Use Hagen poiseulle equationviadanasi said:If I have a flow , Q1 l/sec and a pressure P1 Bar , Pipe Diameter D1
how can I work out the change in flow if either/or both the Pressure
or Pipe Diameter change. Assuming laminar flow and pipe material
do not change.
Thanks
To calculate the change in flow for P1 & D1, you will need to use the equation Q = A * V, where Q is the flow rate, A is the cross-sectional area of the pipe, and V is the velocity of the fluid. You will also need to know the initial and final pressures, as well as the density of the fluid. The formula for calculating the change in flow is: ΔQ = A * (ΔP / ρ), where ΔQ is the change in flow, ΔP is the change in pressure, and ρ is the density of the fluid.
The units for the variables in the equation will depend on the system of measurement you are using. In most cases, the flow rate (Q) will be measured in cubic meters per second (m^3/s). The cross-sectional area (A) will be measured in square meters (m^2). Velocity (V) will be measured in meters per second (m/s). Pressure (P) will be measured in pascals (Pa), and density (ρ) will be measured in kilograms per cubic meter (kg/m^3).
If you do not know the cross-sectional area or velocity, you can use other equations to calculate them. The cross-sectional area can be calculated using the formula A = π * r^2, where r is the radius of the pipe. The velocity can be calculated using the equation V = Q / A. If you do not have these values, you can also measure them using specialized tools such as a flow meter or pitot tube.
Yes, this equation can be used for any type of fluid, as long as you have the necessary values for the variables. However, it is important to note that this equation assumes that the fluid is incompressible. If you are working with a compressible fluid, such as gas, you will need to use a different equation that takes into account the change in density.

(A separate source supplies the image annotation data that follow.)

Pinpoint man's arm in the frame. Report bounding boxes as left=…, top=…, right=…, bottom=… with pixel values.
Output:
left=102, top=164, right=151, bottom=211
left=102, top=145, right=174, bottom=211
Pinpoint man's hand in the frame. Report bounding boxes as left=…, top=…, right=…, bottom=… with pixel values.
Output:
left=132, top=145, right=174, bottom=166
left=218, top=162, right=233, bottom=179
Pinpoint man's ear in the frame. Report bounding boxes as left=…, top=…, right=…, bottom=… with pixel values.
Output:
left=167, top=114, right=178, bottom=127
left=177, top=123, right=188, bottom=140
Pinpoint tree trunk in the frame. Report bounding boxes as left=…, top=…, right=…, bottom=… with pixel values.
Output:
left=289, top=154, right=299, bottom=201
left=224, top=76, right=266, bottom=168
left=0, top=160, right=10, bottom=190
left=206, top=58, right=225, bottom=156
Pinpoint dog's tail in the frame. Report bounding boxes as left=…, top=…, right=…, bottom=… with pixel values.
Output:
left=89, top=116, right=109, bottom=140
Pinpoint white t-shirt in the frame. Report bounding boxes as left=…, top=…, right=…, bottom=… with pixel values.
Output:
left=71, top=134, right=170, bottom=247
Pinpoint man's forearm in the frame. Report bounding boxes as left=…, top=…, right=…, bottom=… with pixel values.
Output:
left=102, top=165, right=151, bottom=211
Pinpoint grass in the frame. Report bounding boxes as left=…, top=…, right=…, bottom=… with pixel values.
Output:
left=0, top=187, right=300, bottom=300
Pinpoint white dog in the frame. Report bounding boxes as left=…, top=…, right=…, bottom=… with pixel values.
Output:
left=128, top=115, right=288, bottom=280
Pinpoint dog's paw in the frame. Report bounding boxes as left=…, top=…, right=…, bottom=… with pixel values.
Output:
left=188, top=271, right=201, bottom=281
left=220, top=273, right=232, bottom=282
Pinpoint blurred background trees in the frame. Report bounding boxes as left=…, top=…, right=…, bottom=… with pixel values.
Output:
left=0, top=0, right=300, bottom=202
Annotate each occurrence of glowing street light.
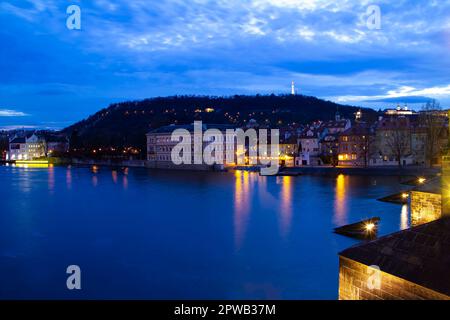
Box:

The equation for calculating the change in flow for P1 & D1 can be used in a variety of real-world applications, such as in plumbing systems, industrial processes, and hydraulic engineering. It can help engineers and scientists determine the flow rate and pressure changes in a system, which is essential for maintaining efficiency and safety. It can also be used to troubleshoot potential issues and make improvements to existing systems.